I’m a newbie in PyMC an am trying to model a problem:
- There are K sheep that are counting humans, where K is a RV from Bayesian inference
- Each individual sheep has a max human counter before they fall asleep, this is stored in the vector t \in \mathbb{R}^K
- Sheep are unobservant, so they have a probability p_c of detecting a human passing by and incrementing their count
- There are l humans passing by in total
- The matrix c\in \mathbb{R}^{l\times K} keeps track of each sheeps counter at the point of each humans passing
- For each passing, the amount of sheep falling asleep is observed and stored in a data set, and it is deterministically given by M_j=\sum_{i=1}^{K}{I(c_{ij}=t_i)}, where I is the indicator function. M_j is then used as a mean in a Binomial distribution into which the observations are passed
- The goal is to do inference on the distribution of max human counters t
The desired behaviour in more traditional Python code is given by:
m = [24, 14, 5, 2, 0, 0] # Observed data (amount of sheep falling asleep in each passing)
l = len(m) # Total amount of humans passed by
c_param = 1/20 # Parameter for a priori geometric distribution on max counter for each sheep
p_c = 0.4 # Detection probability
# Parameters for Binomial distribution approximating the normal:
p = lambda mu, sd: 1 - sd**2/mu
n = lambda mu, sd: mu / p(mu, sd)
sd = 1.2 # Standard deviation to be used in said distribution
# For the sampler:
n_samples = 5_000
tune = 2_500
with pm.Model() as max_counter_model:
# Amount of sheep K:
K = pm.Geometric("K", 1/5_000)
p_c = pm.Beta("p_c", alpha=11.20, beta=26.13) # Assuming the encounter probability to be centered around 0.3
like = pm.Binomial("like", p=p_c, n=K, observed=np.sum(m))
# Human counter:
t = pm.Geometric("t", c_param, size=K) # Max counter for each sheep
c = [] # Counter for each sheep at each human passing
for j in range(1, l+1):
c.append( pm.Binomial(f"c_{j}", p=p_c, n=j, size=K) )
m_det = at.sum(at.eq(c[j-1], t))
like = pm.Binomial(f"like_{j}", p=p(m_det, sd), n=n(m_det, sd), observed=m[j-1])
idata = pm.sample(draws=n_samples, tune=tune)

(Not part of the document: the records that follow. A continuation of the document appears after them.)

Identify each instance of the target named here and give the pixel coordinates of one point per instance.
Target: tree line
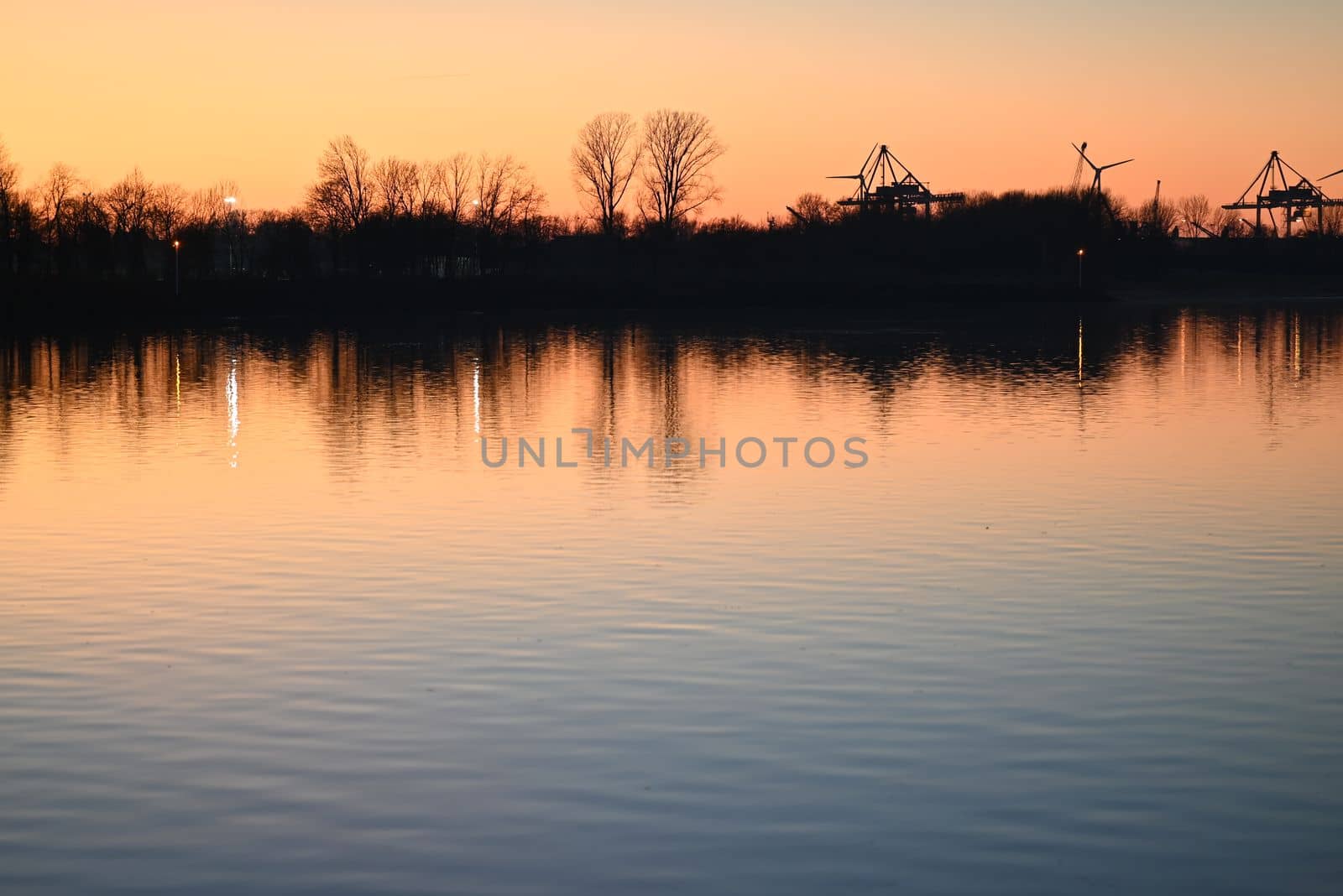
(644, 179)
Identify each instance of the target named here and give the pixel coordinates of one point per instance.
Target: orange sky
(980, 96)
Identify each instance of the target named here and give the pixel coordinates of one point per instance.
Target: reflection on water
(269, 624)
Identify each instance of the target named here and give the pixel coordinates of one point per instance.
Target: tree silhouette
(8, 211)
(1199, 212)
(507, 194)
(342, 195)
(604, 160)
(678, 148)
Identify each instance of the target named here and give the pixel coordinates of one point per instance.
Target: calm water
(268, 624)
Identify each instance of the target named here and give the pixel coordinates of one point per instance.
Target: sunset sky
(971, 94)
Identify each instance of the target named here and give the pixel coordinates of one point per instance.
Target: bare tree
(604, 160)
(207, 207)
(55, 195)
(1199, 212)
(342, 195)
(678, 148)
(168, 210)
(458, 175)
(8, 187)
(1226, 223)
(398, 187)
(128, 203)
(508, 194)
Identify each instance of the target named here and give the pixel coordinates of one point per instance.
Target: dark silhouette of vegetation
(678, 149)
(604, 160)
(463, 221)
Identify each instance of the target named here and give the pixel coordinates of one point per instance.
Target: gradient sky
(971, 94)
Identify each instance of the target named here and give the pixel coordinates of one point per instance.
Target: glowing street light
(232, 201)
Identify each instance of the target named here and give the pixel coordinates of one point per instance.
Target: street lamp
(232, 201)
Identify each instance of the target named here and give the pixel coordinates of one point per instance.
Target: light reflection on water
(270, 625)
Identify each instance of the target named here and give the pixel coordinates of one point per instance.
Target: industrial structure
(1273, 190)
(886, 187)
(1096, 169)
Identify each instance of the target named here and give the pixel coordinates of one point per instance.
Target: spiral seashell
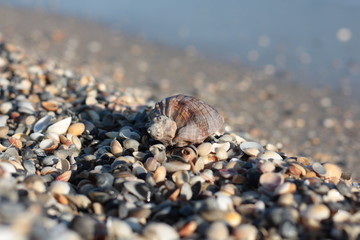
(181, 120)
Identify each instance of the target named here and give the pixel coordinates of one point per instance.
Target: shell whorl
(196, 119)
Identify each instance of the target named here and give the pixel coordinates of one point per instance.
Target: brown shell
(195, 119)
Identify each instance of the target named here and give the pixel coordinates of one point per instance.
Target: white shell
(60, 127)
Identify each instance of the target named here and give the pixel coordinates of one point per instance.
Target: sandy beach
(318, 123)
(78, 160)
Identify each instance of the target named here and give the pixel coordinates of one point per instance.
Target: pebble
(217, 231)
(76, 129)
(60, 127)
(59, 187)
(317, 212)
(246, 232)
(204, 149)
(160, 231)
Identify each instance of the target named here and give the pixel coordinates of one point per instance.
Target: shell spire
(181, 120)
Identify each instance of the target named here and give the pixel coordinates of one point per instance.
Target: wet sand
(319, 123)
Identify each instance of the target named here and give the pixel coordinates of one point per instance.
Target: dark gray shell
(195, 119)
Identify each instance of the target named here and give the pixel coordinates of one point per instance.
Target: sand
(319, 123)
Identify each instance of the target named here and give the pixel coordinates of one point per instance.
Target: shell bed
(77, 162)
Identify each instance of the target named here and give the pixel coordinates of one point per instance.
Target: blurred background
(280, 71)
(315, 41)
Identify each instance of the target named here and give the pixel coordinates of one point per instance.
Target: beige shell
(181, 120)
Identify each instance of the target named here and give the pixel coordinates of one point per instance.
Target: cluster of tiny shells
(76, 162)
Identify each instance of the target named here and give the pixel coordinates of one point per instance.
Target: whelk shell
(60, 127)
(251, 148)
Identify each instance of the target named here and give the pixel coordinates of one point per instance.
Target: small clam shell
(267, 167)
(54, 136)
(60, 127)
(48, 145)
(160, 174)
(50, 105)
(188, 229)
(128, 133)
(131, 144)
(159, 152)
(116, 148)
(59, 187)
(285, 188)
(48, 170)
(15, 142)
(189, 153)
(297, 170)
(76, 129)
(76, 141)
(42, 123)
(271, 180)
(215, 146)
(4, 131)
(180, 177)
(3, 120)
(270, 156)
(139, 155)
(63, 165)
(221, 154)
(199, 164)
(186, 192)
(319, 169)
(204, 149)
(65, 176)
(251, 148)
(246, 232)
(317, 212)
(160, 231)
(174, 166)
(151, 164)
(233, 218)
(333, 172)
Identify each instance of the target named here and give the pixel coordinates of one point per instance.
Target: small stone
(160, 231)
(204, 149)
(76, 129)
(317, 212)
(217, 231)
(319, 169)
(60, 127)
(246, 232)
(60, 187)
(232, 218)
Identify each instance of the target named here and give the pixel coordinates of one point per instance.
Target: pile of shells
(76, 162)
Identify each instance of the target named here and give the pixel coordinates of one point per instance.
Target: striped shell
(195, 120)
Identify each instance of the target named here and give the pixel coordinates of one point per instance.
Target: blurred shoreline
(319, 123)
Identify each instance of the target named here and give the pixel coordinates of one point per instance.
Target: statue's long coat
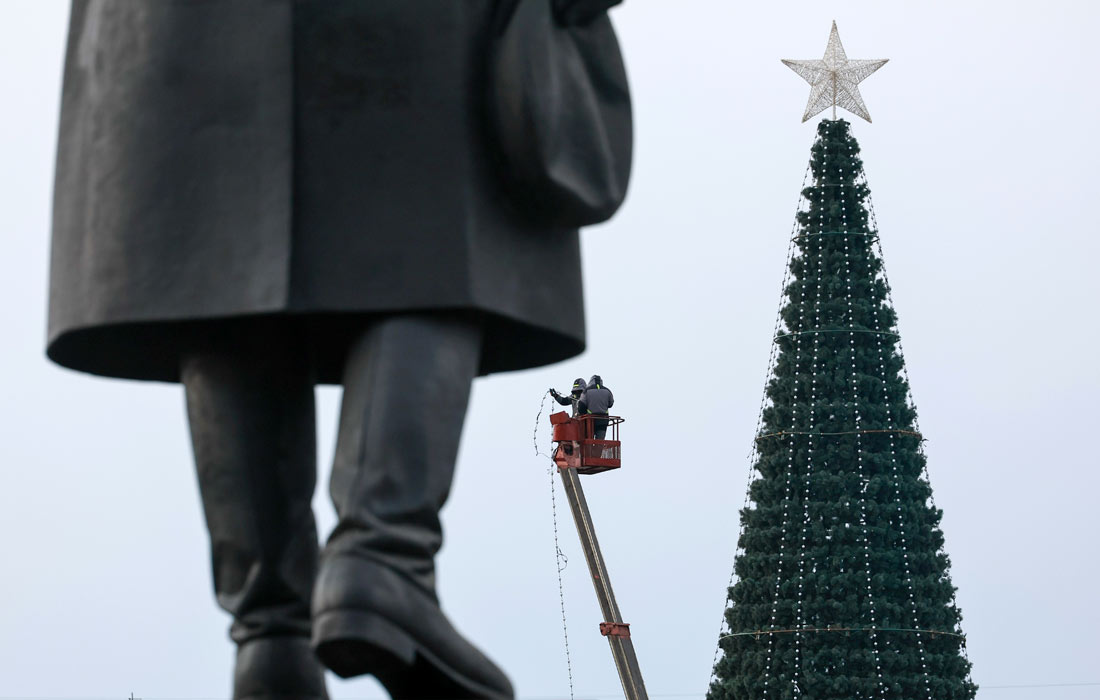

but this obviously does not work.
My questions are:
1
How can I define c as a tensor and broadcast in each human passing? I want to achieve something like
pm.Binomial(f"c", p=p_c, n=at.arange(1, l+1), size=(l, K))
such that each row in C is a K-dimensional vector of binomially distributed variables. Defining it like above yields a broadcasting error, defining it as the transpose gives some shape error down the line.
2
Say I do manage to define c appropriately. How can I iterate through the rows and calculate M_j? Do I have to use the aesara.scan
function or can I do it with a regular for-loop somehow?
3
Is it even possible to do inference this way using M_j as a mean in a binomial likelihood. The reason I’m doing it is because I know that observed deterministics are not supported, and this is my workaround. I have no idea if it works though.
I would really appreciate any help or someone just telling me it’s impossible. Critizism to my PyMC skills are also very welcome!
Thank you for reading